Hierfür spricht, dass der maßgebliche Streitgegenstand des Verfahrens zum einen von dem Antrag des Klägers und zum anderen von dem zu seiner Begründung vorgetragenen Lebenssachverhalt bestimmt wird. Streitgegenstand hier war die Leistungspflicht der Beklagten aus der bestehenden Berufsunfähigkeitsversicherung für die Vergangenheit (insoweit hat der Kläger eine bezifferte Leistungsklage erhoben) und für die Zukunft (hier von dem Kläger als Feststellungsantrag gestellt). Die künftige Leistungspflicht der Beklagten sollte nach dem Willen des Klägers demnach also nicht tituliert, sondern nur festgestellt werden, obgleich durchaus die Möglichkeit für ihn bestanden hätte, nach § 258 ZPO auch insoweit einen vollstreckbaren Titel zu erlangen. Damit war hinsichtlich der künftigen Rentenzahlungen aber auch nur die Feststellung einer Zahlungspflicht streitgegenständlich, nicht aber die Zahlungspflicht als solche. Soweit die Parteien in dem getroffenen Abfindungsvergleich vereinbart haben, dass die Beklagte einen Betrag in Höhe von 150.000,00 € an den Kläger zahlt, stellt diese Zahlungspflicht - im Vergleich zu dem beantragten Feststellungsausspruch - daher ein wirtschaftliches und rechtliches "Mehr" dar.
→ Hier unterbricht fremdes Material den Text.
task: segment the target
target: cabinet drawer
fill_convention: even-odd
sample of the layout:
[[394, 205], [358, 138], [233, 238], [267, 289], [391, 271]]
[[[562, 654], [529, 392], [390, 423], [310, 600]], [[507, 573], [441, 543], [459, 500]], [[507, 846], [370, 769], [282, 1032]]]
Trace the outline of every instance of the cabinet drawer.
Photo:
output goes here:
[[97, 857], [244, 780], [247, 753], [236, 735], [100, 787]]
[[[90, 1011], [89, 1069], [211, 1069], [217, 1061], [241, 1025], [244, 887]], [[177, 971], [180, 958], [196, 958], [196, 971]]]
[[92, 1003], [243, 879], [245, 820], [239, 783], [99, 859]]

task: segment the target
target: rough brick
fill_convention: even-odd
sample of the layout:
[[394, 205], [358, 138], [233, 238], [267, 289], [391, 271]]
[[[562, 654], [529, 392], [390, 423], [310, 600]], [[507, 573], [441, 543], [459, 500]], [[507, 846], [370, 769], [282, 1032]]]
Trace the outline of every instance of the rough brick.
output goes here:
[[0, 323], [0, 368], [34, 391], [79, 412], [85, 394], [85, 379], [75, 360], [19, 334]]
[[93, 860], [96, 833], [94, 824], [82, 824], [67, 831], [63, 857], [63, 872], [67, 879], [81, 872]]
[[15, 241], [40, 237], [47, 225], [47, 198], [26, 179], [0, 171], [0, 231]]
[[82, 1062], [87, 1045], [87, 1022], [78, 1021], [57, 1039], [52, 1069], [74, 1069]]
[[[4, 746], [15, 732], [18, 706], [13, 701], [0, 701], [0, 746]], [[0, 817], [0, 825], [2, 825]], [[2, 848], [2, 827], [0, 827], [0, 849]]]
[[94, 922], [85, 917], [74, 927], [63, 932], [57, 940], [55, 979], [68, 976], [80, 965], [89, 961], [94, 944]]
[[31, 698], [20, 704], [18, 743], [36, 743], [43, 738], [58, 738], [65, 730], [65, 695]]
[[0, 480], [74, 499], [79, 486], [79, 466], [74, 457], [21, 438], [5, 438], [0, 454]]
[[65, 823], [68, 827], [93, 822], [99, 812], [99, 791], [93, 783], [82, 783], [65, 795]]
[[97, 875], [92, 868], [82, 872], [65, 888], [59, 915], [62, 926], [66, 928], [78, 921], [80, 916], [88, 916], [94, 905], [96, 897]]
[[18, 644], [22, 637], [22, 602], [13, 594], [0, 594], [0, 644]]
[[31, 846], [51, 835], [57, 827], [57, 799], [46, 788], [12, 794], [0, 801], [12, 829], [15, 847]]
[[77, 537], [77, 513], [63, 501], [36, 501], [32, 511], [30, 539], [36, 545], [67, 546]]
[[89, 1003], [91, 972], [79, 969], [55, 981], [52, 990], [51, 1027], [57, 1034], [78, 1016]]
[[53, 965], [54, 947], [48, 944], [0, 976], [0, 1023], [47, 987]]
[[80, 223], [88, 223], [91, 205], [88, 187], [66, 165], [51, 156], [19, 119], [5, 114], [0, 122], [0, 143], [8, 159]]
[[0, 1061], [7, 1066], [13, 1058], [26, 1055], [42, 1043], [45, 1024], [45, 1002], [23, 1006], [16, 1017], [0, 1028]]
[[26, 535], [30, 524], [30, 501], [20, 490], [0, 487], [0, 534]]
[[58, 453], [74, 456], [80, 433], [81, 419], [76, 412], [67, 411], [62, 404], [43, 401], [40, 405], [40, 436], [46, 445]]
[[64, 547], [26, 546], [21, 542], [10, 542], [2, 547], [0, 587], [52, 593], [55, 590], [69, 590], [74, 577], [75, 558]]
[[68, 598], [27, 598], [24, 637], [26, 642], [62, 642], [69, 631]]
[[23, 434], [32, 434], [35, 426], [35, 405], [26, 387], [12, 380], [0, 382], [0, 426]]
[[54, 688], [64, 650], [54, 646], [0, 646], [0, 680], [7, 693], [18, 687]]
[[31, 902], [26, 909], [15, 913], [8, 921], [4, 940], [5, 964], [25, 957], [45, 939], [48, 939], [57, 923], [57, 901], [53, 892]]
Denn Sinn und Zweck der Kürzung des Wertes eines mit der Feststellungsklage verfolgten Anspruchs um den "Feststellungsminderwert" von 20 % (s.o. Ziffer 1.) ist die "weniger weit tragende, weil in der Hauptsache nicht vollstreckungsfähige Wirkung eines Feststellungsurteils gegenüber dem Leistungsurteil" (BGH, Beschluss vom 30. April 2008 - III ZR 202/07 -, juris). Diese Überlegung greift bei einem Prozessvergleich, der - wie hier - einen unmittelbar zur Vollstreckung geeigneten Titel bildet, jedoch gerade nicht. In einem solchen Fall ist deshalb für die Berechnung des Vergleichswertes (neben dem Wert des bezifferten Leistungsantrages) grundsätzlich der nach § 9 ZPO zu bestimmende ungekürzte Wert maßgeblich, als wäre auch insoweit eine Leistungsklage erhoben worden (vgl. auch LG Frankenthal, Urteil vom 07. Dezember 2012 - 4 O 326/12 -, juris [dort Rz. 68 ff.]; a.A. Neuhaus, Berufsunfähigkeitsversicherung, 4. Auflage 2020, Kapitel 19. Rn. 27 [Schätzung des Vergleichsmehrwerts nach § 3 ZPO]). Dies ist vorliegend ein Betrag in Höhe von 138.118,68 €.
c.
Ein - darüber hinausgehender - weiterer Vergleichsmehrwert ist vorliegend indes nicht gegeben. Er ergibt sich insbesondere nicht aus dem Umstand, dass die Parteien sich im Vergleichswege eine "Generalquittung" erteilt haben. Zu der Frage, ob neben der streitgegenständlichen Leistung der Berufsunfähigkeitsrente überhaupt auch weitere - nicht streitgegenständliche - Ansprüche, etwa im Hinblick auf die Rückzahlung etwaig zu viel geleisteter Beiträge, im Raum standen, die durch den Vergleich mitabgegolten worden sind, haben sich die Parteien trotz ausdrücklicher Nachfrage des Gerichtes vom 29.01.2021 nicht verhalten.